Le soin : Le mahorais a confiance dans le soignant. Si une explication est donnée et qu'il ne pose pas de questions c'est pour être respectueux, il n'aura pas forcément compris. S'il pose une question c'est comme un manque de confiance dans ce que dit le soignant. Il faut donc faire reformuler les explixations pour être sûr de la compréhension. Cependant, il est de plus en plus demandeur d'informations. L'accueil, la communication et la relation sont très importantes. En shimaoré le « vous » n'existe pas mais quand on parle en français il faut vouvoyer les personnes car le mahorais sait qu'en français le vous est une marque de respect lorque l'on parle à une personne inconnue.
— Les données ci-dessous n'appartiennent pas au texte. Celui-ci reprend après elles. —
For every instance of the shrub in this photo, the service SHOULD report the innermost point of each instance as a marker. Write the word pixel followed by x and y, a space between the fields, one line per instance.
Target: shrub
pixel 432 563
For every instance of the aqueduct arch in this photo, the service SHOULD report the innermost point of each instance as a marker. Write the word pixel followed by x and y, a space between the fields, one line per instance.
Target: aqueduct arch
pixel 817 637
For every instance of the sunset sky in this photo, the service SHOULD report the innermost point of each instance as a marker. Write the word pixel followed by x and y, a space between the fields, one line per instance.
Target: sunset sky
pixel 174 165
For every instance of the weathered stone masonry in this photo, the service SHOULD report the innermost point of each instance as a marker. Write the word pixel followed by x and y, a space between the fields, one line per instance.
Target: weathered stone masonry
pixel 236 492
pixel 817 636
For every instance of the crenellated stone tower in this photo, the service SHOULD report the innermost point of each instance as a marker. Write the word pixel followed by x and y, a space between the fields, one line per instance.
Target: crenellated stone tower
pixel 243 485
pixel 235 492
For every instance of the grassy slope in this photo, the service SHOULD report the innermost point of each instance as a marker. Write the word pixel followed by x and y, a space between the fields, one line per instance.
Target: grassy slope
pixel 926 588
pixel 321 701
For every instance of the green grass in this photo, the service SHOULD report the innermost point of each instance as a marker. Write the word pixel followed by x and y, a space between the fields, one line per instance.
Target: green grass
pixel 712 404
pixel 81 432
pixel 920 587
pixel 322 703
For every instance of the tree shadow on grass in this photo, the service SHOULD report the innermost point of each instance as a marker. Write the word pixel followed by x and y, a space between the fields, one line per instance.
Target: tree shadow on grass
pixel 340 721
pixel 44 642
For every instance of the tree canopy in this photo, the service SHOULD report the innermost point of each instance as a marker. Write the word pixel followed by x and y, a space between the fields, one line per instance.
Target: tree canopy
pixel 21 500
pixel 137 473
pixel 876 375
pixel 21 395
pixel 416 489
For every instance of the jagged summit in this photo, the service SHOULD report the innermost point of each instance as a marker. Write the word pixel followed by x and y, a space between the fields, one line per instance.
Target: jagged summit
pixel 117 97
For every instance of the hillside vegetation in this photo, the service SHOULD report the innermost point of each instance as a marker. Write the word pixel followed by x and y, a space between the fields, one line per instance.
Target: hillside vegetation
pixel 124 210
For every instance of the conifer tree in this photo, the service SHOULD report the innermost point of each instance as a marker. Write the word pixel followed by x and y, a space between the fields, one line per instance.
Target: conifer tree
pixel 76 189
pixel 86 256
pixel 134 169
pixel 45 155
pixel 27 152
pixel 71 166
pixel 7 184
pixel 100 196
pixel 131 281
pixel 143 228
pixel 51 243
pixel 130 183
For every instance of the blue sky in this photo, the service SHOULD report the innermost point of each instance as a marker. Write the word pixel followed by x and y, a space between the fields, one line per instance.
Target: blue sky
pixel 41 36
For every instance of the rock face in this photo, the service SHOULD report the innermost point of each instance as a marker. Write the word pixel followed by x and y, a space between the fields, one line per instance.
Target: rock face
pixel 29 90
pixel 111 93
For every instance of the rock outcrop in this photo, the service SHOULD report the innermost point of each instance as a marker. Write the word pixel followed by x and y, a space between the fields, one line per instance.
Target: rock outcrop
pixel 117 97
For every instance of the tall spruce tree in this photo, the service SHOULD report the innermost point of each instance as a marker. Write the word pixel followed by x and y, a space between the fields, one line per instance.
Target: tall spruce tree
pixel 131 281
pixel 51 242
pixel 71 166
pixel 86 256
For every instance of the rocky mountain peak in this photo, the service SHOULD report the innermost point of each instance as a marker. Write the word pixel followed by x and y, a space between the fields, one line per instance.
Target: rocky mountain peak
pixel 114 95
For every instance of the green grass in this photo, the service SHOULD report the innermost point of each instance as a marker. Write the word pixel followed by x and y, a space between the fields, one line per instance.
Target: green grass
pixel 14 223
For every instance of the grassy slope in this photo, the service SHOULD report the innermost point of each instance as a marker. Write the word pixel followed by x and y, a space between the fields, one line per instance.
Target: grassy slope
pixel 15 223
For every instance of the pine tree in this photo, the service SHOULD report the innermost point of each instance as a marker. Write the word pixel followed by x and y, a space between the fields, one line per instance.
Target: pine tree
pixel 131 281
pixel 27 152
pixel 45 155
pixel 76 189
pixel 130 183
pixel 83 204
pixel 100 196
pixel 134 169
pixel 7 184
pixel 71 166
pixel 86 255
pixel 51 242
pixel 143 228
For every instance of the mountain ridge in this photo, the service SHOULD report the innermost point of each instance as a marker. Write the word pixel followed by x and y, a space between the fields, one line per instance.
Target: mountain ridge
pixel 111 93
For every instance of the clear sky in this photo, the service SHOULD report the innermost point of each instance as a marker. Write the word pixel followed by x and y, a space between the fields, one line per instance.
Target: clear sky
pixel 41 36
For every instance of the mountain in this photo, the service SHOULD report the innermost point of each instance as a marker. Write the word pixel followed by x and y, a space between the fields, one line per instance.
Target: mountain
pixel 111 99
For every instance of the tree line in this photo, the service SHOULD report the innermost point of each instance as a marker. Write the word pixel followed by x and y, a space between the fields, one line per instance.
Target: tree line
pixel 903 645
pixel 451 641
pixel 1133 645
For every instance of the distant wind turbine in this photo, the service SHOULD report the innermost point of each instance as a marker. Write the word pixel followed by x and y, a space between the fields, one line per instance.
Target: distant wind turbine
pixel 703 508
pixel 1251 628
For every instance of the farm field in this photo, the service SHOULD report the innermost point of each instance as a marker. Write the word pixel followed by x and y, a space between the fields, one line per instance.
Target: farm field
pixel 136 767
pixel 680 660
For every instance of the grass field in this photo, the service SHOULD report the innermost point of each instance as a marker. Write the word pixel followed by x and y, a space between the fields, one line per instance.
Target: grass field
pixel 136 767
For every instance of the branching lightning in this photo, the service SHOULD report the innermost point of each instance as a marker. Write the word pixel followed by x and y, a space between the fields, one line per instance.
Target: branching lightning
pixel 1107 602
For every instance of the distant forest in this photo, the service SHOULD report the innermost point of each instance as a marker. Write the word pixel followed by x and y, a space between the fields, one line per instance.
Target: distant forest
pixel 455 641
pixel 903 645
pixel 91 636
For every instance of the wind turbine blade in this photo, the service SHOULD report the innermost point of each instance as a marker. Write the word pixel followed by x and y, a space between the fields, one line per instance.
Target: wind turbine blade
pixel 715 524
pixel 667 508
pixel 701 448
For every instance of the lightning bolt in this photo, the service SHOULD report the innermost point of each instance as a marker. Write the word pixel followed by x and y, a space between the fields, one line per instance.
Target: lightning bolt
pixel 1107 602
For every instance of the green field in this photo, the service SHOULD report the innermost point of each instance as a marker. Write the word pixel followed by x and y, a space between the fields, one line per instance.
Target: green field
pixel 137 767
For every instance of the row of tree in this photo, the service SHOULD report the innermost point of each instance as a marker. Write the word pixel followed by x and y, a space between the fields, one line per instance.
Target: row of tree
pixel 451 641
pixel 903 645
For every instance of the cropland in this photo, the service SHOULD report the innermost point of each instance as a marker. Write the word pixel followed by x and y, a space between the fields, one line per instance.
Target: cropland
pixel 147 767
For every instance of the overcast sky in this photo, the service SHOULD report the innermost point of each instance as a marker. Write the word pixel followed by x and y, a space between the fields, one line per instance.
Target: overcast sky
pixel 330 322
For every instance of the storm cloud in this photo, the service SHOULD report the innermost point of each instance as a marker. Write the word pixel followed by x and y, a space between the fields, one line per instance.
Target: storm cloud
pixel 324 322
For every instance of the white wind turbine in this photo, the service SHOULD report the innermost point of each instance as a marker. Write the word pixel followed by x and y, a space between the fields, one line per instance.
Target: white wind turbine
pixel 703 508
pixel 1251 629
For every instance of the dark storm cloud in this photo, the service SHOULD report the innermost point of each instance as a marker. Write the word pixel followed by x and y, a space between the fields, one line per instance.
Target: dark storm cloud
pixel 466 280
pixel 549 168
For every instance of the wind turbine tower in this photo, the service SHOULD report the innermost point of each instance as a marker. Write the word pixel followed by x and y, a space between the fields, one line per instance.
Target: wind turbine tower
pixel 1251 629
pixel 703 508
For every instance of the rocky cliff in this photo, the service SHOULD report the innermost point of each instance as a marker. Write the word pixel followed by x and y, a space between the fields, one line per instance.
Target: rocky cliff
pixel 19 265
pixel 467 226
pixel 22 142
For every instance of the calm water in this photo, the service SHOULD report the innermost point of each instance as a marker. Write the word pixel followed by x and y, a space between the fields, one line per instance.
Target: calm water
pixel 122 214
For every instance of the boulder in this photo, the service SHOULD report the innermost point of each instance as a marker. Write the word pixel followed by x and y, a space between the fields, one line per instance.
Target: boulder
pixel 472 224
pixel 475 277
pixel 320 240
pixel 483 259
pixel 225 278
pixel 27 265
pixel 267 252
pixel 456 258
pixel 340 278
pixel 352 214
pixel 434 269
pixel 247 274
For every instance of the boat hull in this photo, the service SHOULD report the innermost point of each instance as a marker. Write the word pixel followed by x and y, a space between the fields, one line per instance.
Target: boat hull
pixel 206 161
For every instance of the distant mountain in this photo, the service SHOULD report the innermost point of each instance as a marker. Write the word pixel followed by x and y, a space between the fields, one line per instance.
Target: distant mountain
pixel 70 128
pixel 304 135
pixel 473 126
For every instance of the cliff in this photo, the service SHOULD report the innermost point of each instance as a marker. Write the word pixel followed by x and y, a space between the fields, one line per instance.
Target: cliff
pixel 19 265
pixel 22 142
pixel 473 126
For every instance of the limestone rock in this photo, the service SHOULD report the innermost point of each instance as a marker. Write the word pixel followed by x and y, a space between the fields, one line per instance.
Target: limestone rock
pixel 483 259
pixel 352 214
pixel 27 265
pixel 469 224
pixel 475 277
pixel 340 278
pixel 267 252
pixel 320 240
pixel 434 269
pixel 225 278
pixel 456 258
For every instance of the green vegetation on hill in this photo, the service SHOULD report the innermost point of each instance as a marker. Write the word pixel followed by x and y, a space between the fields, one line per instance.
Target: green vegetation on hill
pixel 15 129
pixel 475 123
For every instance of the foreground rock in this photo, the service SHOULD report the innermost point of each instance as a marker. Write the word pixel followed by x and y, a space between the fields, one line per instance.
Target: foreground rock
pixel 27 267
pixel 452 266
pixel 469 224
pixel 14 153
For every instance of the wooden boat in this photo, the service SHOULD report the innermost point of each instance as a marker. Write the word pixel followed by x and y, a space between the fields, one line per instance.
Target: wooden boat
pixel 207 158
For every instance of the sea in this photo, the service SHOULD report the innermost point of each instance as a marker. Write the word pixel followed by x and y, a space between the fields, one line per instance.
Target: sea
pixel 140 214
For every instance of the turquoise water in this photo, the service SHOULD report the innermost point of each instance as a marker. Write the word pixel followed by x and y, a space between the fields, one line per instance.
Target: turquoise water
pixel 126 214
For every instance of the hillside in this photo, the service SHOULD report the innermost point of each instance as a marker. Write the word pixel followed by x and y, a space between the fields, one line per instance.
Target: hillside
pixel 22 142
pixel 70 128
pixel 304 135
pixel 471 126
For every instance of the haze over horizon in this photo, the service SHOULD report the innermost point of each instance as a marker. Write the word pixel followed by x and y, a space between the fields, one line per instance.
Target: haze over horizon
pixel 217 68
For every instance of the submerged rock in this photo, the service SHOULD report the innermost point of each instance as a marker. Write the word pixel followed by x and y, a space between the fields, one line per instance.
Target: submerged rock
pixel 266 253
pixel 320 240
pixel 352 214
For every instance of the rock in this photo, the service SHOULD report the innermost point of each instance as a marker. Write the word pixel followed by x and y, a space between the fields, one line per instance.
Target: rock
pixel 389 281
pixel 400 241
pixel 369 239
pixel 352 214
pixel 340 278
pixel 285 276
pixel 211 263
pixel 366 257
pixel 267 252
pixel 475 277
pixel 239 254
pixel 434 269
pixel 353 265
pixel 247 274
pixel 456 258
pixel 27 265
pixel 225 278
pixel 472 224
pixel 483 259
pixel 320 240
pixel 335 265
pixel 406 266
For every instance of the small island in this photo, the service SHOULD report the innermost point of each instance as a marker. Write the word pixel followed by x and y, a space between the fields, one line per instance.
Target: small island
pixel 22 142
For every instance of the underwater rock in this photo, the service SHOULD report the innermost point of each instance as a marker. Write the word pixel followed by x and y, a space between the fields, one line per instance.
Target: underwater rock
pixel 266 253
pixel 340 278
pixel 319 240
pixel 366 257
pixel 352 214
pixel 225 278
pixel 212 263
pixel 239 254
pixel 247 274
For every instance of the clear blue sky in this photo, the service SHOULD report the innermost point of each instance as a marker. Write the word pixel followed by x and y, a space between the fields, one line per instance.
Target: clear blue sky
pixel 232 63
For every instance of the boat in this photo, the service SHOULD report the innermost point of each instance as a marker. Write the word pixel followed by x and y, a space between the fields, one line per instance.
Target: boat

Les tabous : les excréments, l'acte sexuel, l'anatomie pelvienne. Les femmes enceintes bénéficient d'une trêve sociale concernant les tabous.
Les interprètes : Faire attention d'être bien compris par l'interprète. Si on parle shimaoré faire attention car l'accent peut facilement déformer le sens des paroles.
Le respect : ne jamais préjuger avant de l'avoir demandé que la personne ne parle ou ne comprends pas le français. Les malades comprennent beaucoup plus le français qu'ils ne le parlent donc attention à ce que l'on dit en toutes circonstances.